Somerset-based Mulberry, which makes upmarket handbags and leather accessories, said pre-tax profit rose to £36m for the year ended 31 March 2012 compared to £23.3m a year earlier. Analysts had forecast profit of just over £37m. Total revenues increased by 38% to £168.5m, below forecasts of £175m.
Retail sales rose 12% in the 10 weeks to June 9 while UK full price stores like-for-like sales gained 14% during the same period.
April saw slower growth, but over the last six weeks UK full price sales have improved, up 21% like-for-like. "However, we remain cautious as a result of the adverse macro-economic climate," it said.
Chairman Godfrey Davis said: "While the current economic conditions make the short term trading outlook more challenging in some markets, we remain confident about Mulberry's long term future.

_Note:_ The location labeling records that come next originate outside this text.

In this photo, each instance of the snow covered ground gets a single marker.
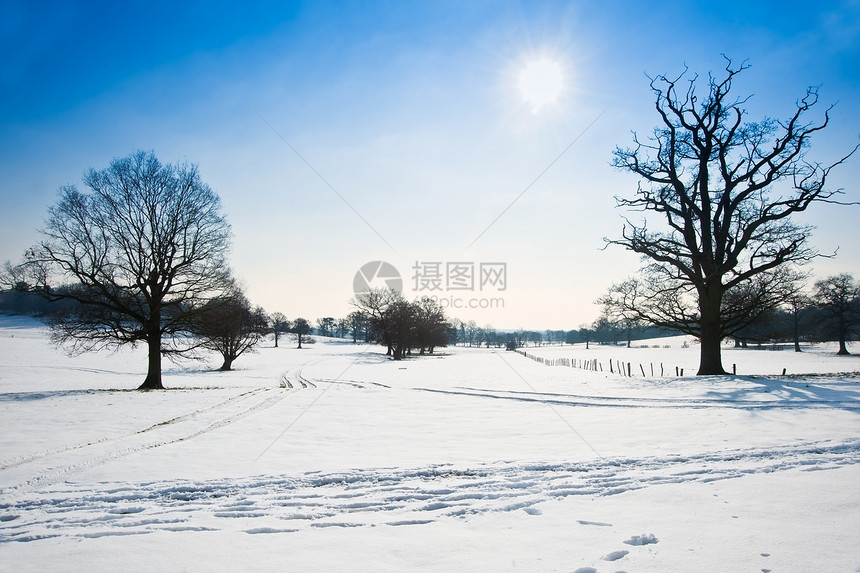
(333, 458)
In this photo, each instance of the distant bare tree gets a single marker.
(279, 325)
(146, 248)
(724, 190)
(300, 328)
(838, 298)
(326, 325)
(230, 326)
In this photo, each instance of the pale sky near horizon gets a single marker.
(338, 133)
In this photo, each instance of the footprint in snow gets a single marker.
(644, 539)
(616, 555)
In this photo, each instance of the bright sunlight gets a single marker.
(540, 83)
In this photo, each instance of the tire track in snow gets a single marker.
(637, 402)
(50, 467)
(379, 497)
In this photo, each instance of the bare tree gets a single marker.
(279, 325)
(838, 298)
(300, 328)
(230, 326)
(402, 325)
(146, 248)
(724, 189)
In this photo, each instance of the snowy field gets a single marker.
(333, 458)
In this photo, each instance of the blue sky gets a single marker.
(303, 116)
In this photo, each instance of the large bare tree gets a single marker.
(723, 190)
(145, 248)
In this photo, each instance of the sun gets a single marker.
(541, 82)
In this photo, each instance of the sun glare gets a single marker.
(541, 82)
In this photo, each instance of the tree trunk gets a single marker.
(153, 374)
(710, 358)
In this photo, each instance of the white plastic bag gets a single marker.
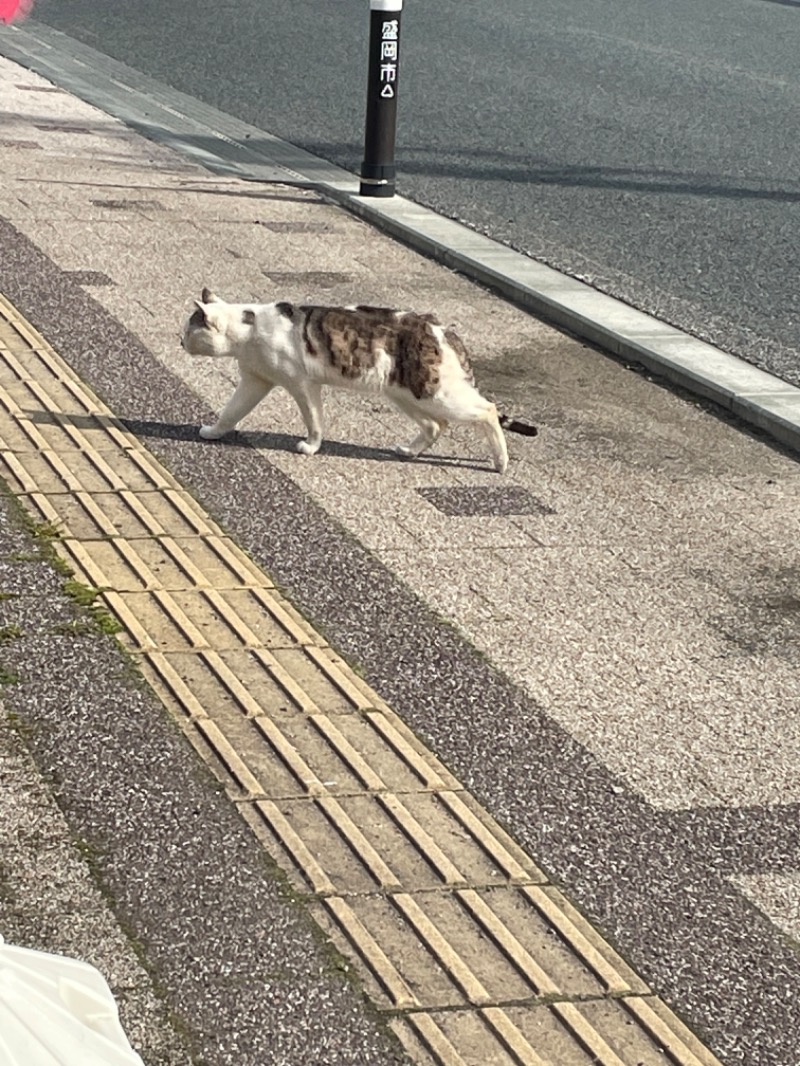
(58, 1012)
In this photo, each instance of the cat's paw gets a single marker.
(211, 433)
(306, 449)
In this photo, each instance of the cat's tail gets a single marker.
(495, 437)
(521, 425)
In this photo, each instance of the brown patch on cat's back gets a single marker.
(350, 339)
(418, 356)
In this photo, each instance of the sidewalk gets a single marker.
(628, 715)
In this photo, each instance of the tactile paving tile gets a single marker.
(431, 840)
(478, 947)
(629, 1032)
(456, 932)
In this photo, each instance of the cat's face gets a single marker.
(214, 327)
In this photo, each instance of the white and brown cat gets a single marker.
(411, 359)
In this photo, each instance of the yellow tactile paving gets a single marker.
(456, 931)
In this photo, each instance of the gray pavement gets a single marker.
(645, 147)
(603, 645)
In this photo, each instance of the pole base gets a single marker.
(374, 189)
(378, 179)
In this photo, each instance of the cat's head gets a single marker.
(217, 327)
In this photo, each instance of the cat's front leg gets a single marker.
(250, 391)
(308, 398)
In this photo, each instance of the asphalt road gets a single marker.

We continue to focus on developing our business internationally, opening new stores and building the foundations for long term growth."
The company, which generates 39% of its revenue outside the UK, said International revenue for the year jumped 61% to £65.2m. Mulberry opened 14 stores during the year in the UK, Netherlands, the US and Asia.
The company, which was founded in 1971 by Roger Saul, said it already has 16 international store openings confirmed for fiscal 2013.
The group said Autumn/Winter 2012 third-party wholesale orders are 11% higher than a year earlier.
The company also announced it will build a second factory, in Somerset, doubling its UK capacity and creating 300 jobs.
The investment in a second UK factory, of around £7.5m, will reinforce the group's position as the largest UK manufacturer of luxury leather goods, the group explained.
A dividend of 5p has been proposed compared to 4p in 2011.